A combative President Bush spoke on the Patriot Act and the secret NSA eavesdropping program:
You're damn right I ordered the Code Red.
Ooops, that can't be right. Here we go:
As president, I took an oath to defend the Constitution and I have no greater responsibility than to protect our people, our freedom and our way of life.
On Sept. 11, 2001, our freedom and way of life came under attack by brutal enemies who killed nearly 3,000 innocent Americans. We’re fighting these enemies across the world. Yet in this first war of the 21st century, one of the most critical battlefronts is the home front. And since Sept. 11, we’ve been on the offensive against the terrorists plotting within our borders.
The House of Representatives passed re-authorization of the Patriot Act, yet a minority of senators filibustered to block the renewal of the Patriot Act when it came up for a vote yesterday. That decision is irresponsible and it endangers the lives of our citizens.
The senators who are filibustering must stop their delaying tactics and the Senate must vote to reauthorize the Patriot Act.
In the war on terror we cannot afford to be without this law for a single moment. To fight the war on terror, I’m using authority vested in me by Congress, including the joint authorization for use of military force, which passed overwhelmingly in the first week after Sept. 11. I’m also using constitutional authority vested in me as commander in chief.
In the weeks following the terrorist attacks on our nation, I authorized the National Security Agency, consistent with U.S. law and the Constitution, to intercept the international communications of people with known links to Al Qaeda and related terrorist organizations. Before we intercept these communications, the government must have information that establishes a clear link to these terrorist networks.
This is a highly classified program that is crucial to our national security. Its purpose is to detect and prevent terrorist attacks against the United States, our friends and allies.
Yesterday, the existence of this secret program was revealed in media reports after being improperly provided to news organizations. As a result, our enemies have learned information they should not have.
And the unauthorized disclosure of this effort damages our national security and puts our citizens at risk. Revealing classified information is illegal, alerts our enemies and endangers our country.
News flash - we are still a representative democracy, despite the evident unwillingness of our opposition party to bestir itself. If this secret program was so outrageous, the Senate and House Democrats who had been briefed on it should have spoken up. Instead, we get profiles in courage as, per the Times, Reid, Rockefeller, and others are unavailable for comment.

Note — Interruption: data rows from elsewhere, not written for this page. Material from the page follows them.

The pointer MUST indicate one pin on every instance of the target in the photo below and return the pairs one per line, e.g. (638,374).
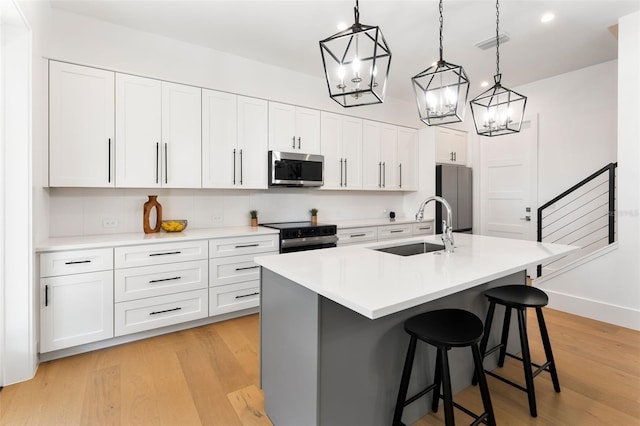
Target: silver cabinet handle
(241,167)
(166,167)
(345,172)
(234,166)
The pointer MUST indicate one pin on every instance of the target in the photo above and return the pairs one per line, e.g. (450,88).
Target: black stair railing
(580,216)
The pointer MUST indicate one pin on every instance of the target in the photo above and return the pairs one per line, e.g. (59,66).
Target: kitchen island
(332,339)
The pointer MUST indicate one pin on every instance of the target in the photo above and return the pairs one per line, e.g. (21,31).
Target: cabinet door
(181,136)
(219,139)
(138,127)
(388,156)
(81,126)
(282,127)
(352,152)
(75,309)
(407,159)
(451,146)
(252,143)
(307,130)
(371,163)
(331,145)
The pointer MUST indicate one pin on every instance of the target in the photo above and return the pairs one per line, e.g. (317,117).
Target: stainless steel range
(301,236)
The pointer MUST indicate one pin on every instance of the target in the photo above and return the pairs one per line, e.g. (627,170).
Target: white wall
(608,288)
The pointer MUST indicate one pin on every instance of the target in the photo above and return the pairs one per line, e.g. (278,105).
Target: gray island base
(324,364)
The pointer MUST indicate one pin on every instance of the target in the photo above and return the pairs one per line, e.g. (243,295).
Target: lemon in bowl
(173,225)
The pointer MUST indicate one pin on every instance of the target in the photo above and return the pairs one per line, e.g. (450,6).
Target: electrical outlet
(109,223)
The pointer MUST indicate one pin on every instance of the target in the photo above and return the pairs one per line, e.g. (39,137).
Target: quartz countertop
(376,284)
(115,240)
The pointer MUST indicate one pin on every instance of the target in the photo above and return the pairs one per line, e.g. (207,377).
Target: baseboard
(612,314)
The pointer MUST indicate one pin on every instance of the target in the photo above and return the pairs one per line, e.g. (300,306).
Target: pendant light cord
(497,37)
(441,21)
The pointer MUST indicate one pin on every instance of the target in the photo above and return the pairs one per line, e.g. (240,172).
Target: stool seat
(446,328)
(518,296)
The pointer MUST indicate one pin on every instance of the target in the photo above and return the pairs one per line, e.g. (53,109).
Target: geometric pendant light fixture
(356,64)
(441,91)
(498,111)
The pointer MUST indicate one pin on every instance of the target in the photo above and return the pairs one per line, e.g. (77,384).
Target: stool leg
(526,362)
(485,339)
(446,389)
(505,335)
(547,350)
(404,382)
(484,388)
(437,381)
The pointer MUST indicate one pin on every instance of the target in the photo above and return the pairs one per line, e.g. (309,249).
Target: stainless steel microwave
(294,169)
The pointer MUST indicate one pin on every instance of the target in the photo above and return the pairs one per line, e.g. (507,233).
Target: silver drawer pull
(164,279)
(247,267)
(166,310)
(165,254)
(247,295)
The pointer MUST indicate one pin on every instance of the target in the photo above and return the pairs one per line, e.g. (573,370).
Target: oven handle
(308,241)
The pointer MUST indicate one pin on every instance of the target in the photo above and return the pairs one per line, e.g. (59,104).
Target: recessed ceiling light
(547,17)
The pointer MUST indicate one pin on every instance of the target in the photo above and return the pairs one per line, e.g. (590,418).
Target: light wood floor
(209,376)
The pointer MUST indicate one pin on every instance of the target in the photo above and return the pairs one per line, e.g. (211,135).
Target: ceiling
(286,33)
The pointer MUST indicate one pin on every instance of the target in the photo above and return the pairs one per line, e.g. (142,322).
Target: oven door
(309,243)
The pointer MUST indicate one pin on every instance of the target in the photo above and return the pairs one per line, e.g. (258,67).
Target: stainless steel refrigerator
(453,183)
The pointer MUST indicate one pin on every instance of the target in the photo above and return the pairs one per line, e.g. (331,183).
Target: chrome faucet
(447,230)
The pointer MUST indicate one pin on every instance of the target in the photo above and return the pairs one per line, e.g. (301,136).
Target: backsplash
(96,211)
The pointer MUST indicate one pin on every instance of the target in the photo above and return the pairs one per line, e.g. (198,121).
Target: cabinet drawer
(357,235)
(149,281)
(221,247)
(234,297)
(161,311)
(75,262)
(158,254)
(395,231)
(234,269)
(423,228)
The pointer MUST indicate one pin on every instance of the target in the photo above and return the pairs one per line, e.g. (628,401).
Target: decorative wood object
(148,206)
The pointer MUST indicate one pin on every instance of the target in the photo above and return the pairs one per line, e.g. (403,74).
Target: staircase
(583,215)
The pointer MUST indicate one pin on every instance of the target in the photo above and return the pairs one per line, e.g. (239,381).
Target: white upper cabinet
(342,149)
(81,126)
(407,177)
(234,141)
(294,129)
(451,146)
(379,158)
(158,133)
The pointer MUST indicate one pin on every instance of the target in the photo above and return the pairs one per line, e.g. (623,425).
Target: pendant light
(441,90)
(498,111)
(356,64)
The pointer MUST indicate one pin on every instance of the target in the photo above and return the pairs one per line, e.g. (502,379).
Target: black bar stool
(444,329)
(519,297)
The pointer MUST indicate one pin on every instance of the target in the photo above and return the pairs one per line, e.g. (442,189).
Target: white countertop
(376,284)
(357,223)
(115,240)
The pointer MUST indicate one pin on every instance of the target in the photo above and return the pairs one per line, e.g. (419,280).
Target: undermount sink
(411,249)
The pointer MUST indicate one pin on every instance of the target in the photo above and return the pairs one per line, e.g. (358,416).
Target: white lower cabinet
(153,312)
(75,308)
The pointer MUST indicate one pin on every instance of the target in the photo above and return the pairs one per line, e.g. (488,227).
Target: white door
(181,136)
(138,127)
(508,183)
(219,139)
(253,134)
(81,126)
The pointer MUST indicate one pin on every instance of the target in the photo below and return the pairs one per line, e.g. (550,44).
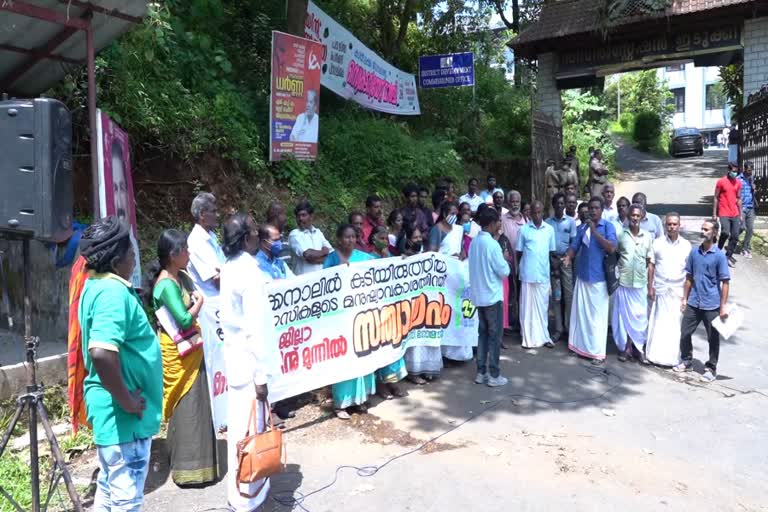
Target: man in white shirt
(306,126)
(472,197)
(670,255)
(487,194)
(610,213)
(651,222)
(308,243)
(205,255)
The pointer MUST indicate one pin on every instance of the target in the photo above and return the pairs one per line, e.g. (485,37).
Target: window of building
(678,99)
(714,98)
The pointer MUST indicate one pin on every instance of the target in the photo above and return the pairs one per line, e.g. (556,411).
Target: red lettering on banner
(323,351)
(371,84)
(219,384)
(294,337)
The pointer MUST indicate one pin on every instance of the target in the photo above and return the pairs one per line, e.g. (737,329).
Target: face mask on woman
(276,248)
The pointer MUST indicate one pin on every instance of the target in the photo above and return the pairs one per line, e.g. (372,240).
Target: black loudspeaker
(36,168)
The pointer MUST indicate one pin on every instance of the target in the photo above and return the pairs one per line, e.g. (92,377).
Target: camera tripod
(32,402)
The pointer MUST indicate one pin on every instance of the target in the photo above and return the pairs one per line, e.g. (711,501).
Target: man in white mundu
(670,254)
(630,311)
(535,247)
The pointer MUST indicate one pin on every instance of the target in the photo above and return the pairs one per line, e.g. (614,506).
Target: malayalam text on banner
(355,72)
(294,113)
(348,321)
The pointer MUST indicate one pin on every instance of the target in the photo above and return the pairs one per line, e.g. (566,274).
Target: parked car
(686,140)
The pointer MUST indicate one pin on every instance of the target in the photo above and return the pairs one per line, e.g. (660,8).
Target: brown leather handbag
(259,455)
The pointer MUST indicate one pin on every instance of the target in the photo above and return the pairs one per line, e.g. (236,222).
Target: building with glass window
(697,99)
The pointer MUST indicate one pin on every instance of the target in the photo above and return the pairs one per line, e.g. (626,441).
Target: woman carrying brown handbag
(247,360)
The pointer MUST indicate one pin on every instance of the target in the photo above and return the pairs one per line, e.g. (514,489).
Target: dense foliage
(191,84)
(647,129)
(643,105)
(585,125)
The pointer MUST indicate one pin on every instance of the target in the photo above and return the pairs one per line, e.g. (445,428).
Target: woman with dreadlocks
(124,384)
(186,405)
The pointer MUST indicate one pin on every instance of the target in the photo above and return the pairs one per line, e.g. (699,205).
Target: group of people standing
(524,270)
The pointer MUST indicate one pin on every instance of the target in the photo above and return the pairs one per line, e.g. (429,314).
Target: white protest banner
(213,348)
(355,72)
(348,321)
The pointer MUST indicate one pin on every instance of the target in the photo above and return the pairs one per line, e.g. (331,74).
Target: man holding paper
(705,295)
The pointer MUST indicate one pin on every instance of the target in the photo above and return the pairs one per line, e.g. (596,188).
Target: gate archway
(579,42)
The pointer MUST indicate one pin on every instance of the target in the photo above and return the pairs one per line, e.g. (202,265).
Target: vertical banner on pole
(294,111)
(116,181)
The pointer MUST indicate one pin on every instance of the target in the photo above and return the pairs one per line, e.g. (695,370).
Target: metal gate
(754,147)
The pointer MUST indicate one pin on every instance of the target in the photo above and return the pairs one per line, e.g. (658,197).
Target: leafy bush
(647,130)
(365,154)
(584,125)
(627,121)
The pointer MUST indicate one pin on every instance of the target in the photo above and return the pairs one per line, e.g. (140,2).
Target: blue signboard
(452,70)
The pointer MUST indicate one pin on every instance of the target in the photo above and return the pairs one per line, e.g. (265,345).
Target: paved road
(682,184)
(560,436)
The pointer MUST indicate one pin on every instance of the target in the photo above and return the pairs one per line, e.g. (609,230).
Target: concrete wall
(49,294)
(755,55)
(695,80)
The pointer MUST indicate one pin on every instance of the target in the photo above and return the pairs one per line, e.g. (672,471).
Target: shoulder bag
(259,456)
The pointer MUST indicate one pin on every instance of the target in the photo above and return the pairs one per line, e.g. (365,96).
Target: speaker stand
(32,402)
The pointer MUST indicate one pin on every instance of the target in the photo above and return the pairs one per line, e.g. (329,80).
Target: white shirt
(303,239)
(487,195)
(650,223)
(205,259)
(474,201)
(670,259)
(610,214)
(243,305)
(305,130)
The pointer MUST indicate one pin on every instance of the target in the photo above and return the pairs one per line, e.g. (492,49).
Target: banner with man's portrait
(116,181)
(294,111)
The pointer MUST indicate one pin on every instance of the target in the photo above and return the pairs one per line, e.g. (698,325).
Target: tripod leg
(34,459)
(59,458)
(12,426)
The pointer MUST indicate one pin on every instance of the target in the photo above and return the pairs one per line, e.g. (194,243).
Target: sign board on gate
(450,70)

And here is straight talk from Nancy Pelosi:
House Minority Leader Nancy Pelosi, D-Calif., said she had been told on several occasions that Bush had authorized unspecified activities by the National Security Agency, the nation's largest spy agency. She said she had expressed strong concerns at the time, and that Bush's statement Saturday "raises serious questions as to what the activities were and whether the activities were lawful."
Oh, she had expressed strong concerns at the time! That's why she was asking for Congressional hearings, and sending cryptic letters to the White House and the Justice Department, letters she will no doubt produce in due course. (No, I can't think of a reason in the world she has not produced them already - maybe her staff has been busy with their holiday shopping).
[Just to be clear - the program was suspended and revamped in 2004 after objections from Sen. Rockefeller. How did he know so much and she so little?]
What rubbish. Well, the prize for "Most Annoyingly Hypocritical" still goes to Sen. Feingold, who is Mr. Civil Liberties when it comes to the right of terrorists to make overseas phone calls without government interference, but will slap a lawsuit on anyone who tries to run an ad against him without first climbing a mountain of regulations. Yeah, he has identified the enemy.
Hmm, possible compromise - maybe Bush could announce that the NSA is trying to track illegal fund raising activity intended to run anonymous attack ads against incumbents. Sign Russ up!
MORE: I broadly agree with this:
Retired Adm. Bobby Inman, who led the NSA from 1977 to 1981, said Bush's authorization of the eavesdropping would have been justified in the immediate aftermath of the Sept. 11 attacks "because at that point you couldn't get a court warrant unless you could show probable cause."
"Once the Patriot Act was in place, I am puzzled what was the need to continue outside the court," Inman added. But he said, "If the fact is valid that Congress was notified, there will be no consequences."
I would like to see more reporting as to why the existing procedures were not adequate, and why Bush is still operating on expedited procedures more than three years into this.
UPDATE: What was a Congressional Dem to do? Well, Tom Daschle was Senate *Majority* Leader for part of this program, and could easily have insisted on hearing; even in the minority, truly outraged Senate Dems could stall other legislation until their concerns on this program were addressed. (But wait - Rockefeller's *were* addressed. Some secret tyranny Bush is running...).
From which I conclude that Senate Dems were not outraged, and that we are being treated to a lot of useless, plotically motivated posturing when there is a real problem to be solved, to wit - what is it about the current procedures that are so cumbersome that we need a permanent emergency work-around?